CTS 3/4.4.9.2, "Pressurizer Temperature Limits" The pressurizer temperature limits are proposed for relocation to the LRM. Limits are placed on pressurizer operation to prevent non-ductile failure of piping. These limits are consistent with the accepted structural analysis. Since the pressurizer normally operates in temperature ranges above those for which there is a reason for concern of non-ductile failure, temperature limits are placed on the pressurizer to assure compatibility of operation with the fatigue analysis performed in accordance with the American Society of Mechanical Engineers (ASME) Code requirements.

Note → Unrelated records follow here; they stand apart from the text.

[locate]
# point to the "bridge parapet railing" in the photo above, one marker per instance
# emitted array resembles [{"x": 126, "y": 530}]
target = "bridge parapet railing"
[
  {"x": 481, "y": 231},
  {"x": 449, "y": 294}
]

While these limits represent operating restrictions, Criterion 2 does not apply since the CTS operating restrictions are not restrictions that are required to preclude unanalyzed accidents and transients. A failure of pressurizer integrity would result in an analyzed event (loss-of-coolant accident (LOCA)) for which numerous systems and components are required for mitigation and are retained in the TSs. The pressurizer temperature limits are not relied on to prevent or mitigate a DBA or transient, nor are these limits an operating restriction that is required to preclude an unanalyzed accident or transient (Criterion 2). For these reasons, CTS 3/4.9.2, Pressurizer Temperature Limits, is being relocated to the LRM. The NRC staff finds the proposed relocation acceptable.
CTS 3/4.4.10, "RCS Structural Integrity" The licensee proposes to relocate the RCS structural integrity TS to the LRM. The structural Integrity CTS addresses inservice inspection and testing programs for ASME Code Class 1, 2
and 3 components that ensure the structural integrity and operational readiness of these components will be maintained at an acceptable level throughout the life of the plant. These programs provide means to prevent and detect system degradation rather than actions to mitigate unplanned events or transients. The degradation of structural integrity is a long-term process and not of immediate importance to the operator. For these reasons, CTS 3/4.4.10 does not satisfy Criterion 2 and is being relocated to the LRM. The NRC staff finds the proposed relocation acceptable.
CTS 3/4.4.12, "Reactor Coolant System Vents" (Unit 1)
Reactor Coolant System Head Vents (Unit 2)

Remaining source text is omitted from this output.